Tag Archives: president

US Constitution, Article 2, Section 1

capitol

The capitol city had not been built when the US Constitution was signed in Philadelphia September 17, 1787, but this is the most relevant photo I have.

For those who have not read the US Constitution recently, I’d like to quote the 5th paragraph of Article 2, Section 1, which delineates the necessary qualifications for the President of the United States.

“No Person except a natural born Citizen, or a Citizen of the United States, at the time of the Adoption of this Constitution, shall be eligible to the Office of President; neither shall any Person be eligible to that Office who shall not have attained to the Age of thirty five Years, and been fourteen Years a Resident within the United States.”

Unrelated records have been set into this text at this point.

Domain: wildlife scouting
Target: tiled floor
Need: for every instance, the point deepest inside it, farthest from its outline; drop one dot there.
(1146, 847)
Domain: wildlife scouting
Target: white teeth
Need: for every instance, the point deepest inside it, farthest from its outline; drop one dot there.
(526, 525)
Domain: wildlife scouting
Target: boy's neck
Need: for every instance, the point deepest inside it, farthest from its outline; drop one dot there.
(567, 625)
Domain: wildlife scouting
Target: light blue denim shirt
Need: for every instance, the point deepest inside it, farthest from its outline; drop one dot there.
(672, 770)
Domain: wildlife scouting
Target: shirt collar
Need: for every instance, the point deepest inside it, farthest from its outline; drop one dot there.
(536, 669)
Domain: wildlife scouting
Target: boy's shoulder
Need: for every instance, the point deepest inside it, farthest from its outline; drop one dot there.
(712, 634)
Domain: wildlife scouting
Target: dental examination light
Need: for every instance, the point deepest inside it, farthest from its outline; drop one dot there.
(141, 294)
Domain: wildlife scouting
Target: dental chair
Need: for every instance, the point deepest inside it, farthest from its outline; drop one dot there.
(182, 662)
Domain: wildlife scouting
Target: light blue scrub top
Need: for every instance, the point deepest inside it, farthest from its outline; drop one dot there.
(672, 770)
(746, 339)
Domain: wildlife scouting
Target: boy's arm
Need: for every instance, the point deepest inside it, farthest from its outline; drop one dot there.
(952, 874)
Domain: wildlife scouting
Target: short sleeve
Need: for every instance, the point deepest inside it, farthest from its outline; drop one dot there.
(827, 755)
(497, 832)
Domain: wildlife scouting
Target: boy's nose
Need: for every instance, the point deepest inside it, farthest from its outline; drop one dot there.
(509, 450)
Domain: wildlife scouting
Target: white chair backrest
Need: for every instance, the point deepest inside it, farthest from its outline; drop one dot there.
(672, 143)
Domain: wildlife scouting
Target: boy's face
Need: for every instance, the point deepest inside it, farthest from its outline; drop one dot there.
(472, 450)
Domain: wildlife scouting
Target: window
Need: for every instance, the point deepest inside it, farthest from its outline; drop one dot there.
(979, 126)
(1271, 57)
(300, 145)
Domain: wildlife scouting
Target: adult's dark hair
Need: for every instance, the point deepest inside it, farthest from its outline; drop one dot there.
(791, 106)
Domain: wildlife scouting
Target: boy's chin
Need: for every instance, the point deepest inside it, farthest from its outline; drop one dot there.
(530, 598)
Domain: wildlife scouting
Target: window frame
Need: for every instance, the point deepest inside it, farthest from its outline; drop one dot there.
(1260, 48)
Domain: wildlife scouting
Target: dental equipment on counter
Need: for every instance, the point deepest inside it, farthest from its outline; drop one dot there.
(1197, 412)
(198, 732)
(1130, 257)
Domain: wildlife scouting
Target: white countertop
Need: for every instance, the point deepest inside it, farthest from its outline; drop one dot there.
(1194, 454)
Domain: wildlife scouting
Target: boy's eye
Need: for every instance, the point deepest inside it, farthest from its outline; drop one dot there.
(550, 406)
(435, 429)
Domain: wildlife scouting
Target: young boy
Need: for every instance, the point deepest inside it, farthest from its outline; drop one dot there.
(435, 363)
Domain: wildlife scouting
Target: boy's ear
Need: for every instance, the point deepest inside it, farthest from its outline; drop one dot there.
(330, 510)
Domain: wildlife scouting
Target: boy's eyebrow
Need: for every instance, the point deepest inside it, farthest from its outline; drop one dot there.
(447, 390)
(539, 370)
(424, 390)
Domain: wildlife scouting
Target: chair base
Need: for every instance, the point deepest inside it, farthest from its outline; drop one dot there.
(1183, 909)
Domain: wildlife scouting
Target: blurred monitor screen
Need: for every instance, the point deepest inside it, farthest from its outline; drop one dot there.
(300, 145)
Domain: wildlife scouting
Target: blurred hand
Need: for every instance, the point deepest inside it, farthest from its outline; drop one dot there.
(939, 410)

I interpret this to mean that the “natural born citizen” qualification was specifically intended to keep Alexander Hamilton out (as the writerswithoutmoney bloggers have noted), but after that, it was an open field for those 35 or older, who had lived here at least 14 years.  But I’m not a lawyer.

Article 3, Section 1, defining the Supreme Court, is even more vague:  “The judicial Power of the United States, shall be vested in one supreme Court, and in such inferior Courts as the Congress may from time to time ordain and establish.  The Judges, both of the supreme and inferior Courts, shall hold their Offices during good behavior, and shall, at stated Times, receive for their Services, a Compensation, which shall not be diminished during their Continuance in Office.”

In other words, there are absolutely no Constitutional requirements for Supreme Court justices, no specified number, and the appointment for life is not written in the Constitution.  This means that the last word on every law in the United States rests on the power of nine unelected but appointed individuals who are notorious for 5-4 splits.

This is not a “democracy.”  It is not a “republic.”  It is an economic engine driven by the “Framers”  and funded by a continent of previously untapped natural resources that they needed taxpayers to exploit.

While ObamaCare is blamed on or credited to Democrats, let’s not forget that the Bush-appointed Chief Justice John Roberts cast the deciding vote.  He weaseled around to the personal insurance mandate by calling it a “tax,” thereby effectively passing the world’s first tax on breathing.

Citizens who are willing to put up with this deserve to be slaves.

 

Begging Me to Run for President

Introduction by Kaka Big Chicken:  The media is crowing over the upcoming presidential elections, over a year in advance of The Event.  My perennial choice, “None of the Above,” is never on the ballot.  However, the federal government seems to be imploding, with no help from me, having borrowed against the future until beyond the time the sun burns out.

Speckles crowing

Speckles crowing

BEGGING ME TO RUN FOR PRESIDENT
by Katharine C. Otto
March, 2010

I was fantasizing about being begged to run for president.

“No way would I take a government job,” I would say.

“That’s why we want you,” people would respond. “You would downsize government.”

“Eliminate the presidency, then. That would downsize it in a hurry.”

“We need you to do that.”

“OK. I tell you what. No government benefits. I’ll work as an independent contractor. I’ll need about $25,000/year for my use and double that for the vampire that bleeds me in taxes. So, I’ll need about $50,000 the first year, until I abolish the Fed. That should cancel out the national debt, so we won’t need income taxes anymore. The second year, I’ll only need about $25,000 for personal use, so we’ll save money there.

“My second year, I’ll abolish all drug and alcohol laws, so we’ll no longer need the CIA, ATF, FBI, DEA, FDA, CMS, CDC, USDA, Department of Defense, Department of Homeland Security, or the TSA. Then I’ll wait for the private sector to absorb the former government employees.

“My third year, I’ll abolish Congress, the rest of the federal agencies, all government employee and pension programs, and Wall Street.

“My fourth year, I’ll abolish the Supreme Court and cancel all government contracts. Then I’ll resign, because I can’t run the country by myself.

“Either side can terminate with 30 days’ notice, for any reason. The 30 days would give me time to move my stuff out of the White House, so I would not be expected to work as President during that time.

”So these are my terms,” I would say, “and if there’s anything illegal about that, have the US Supreme Court and Congress and whoever is president now change the law so I can run on my own terms.”

“Would you do that for us?” they might ask.

“No way,” I would reply. “Frankly, I think it’s a waste of time, because those dorks can’t agree on anything. Why should I do their job if I’m not getting paid for it? I don’t want this job, remember? You want me to downsize government, so we need to find these clowns work in the private sector so they won’t continue to tax taxpayers.

“Nothing against them, you understand, but I don’t believe paying people to boss me around, or in having more stuff than I need. I have all the assets I can handle, and I just want to coast awhile.”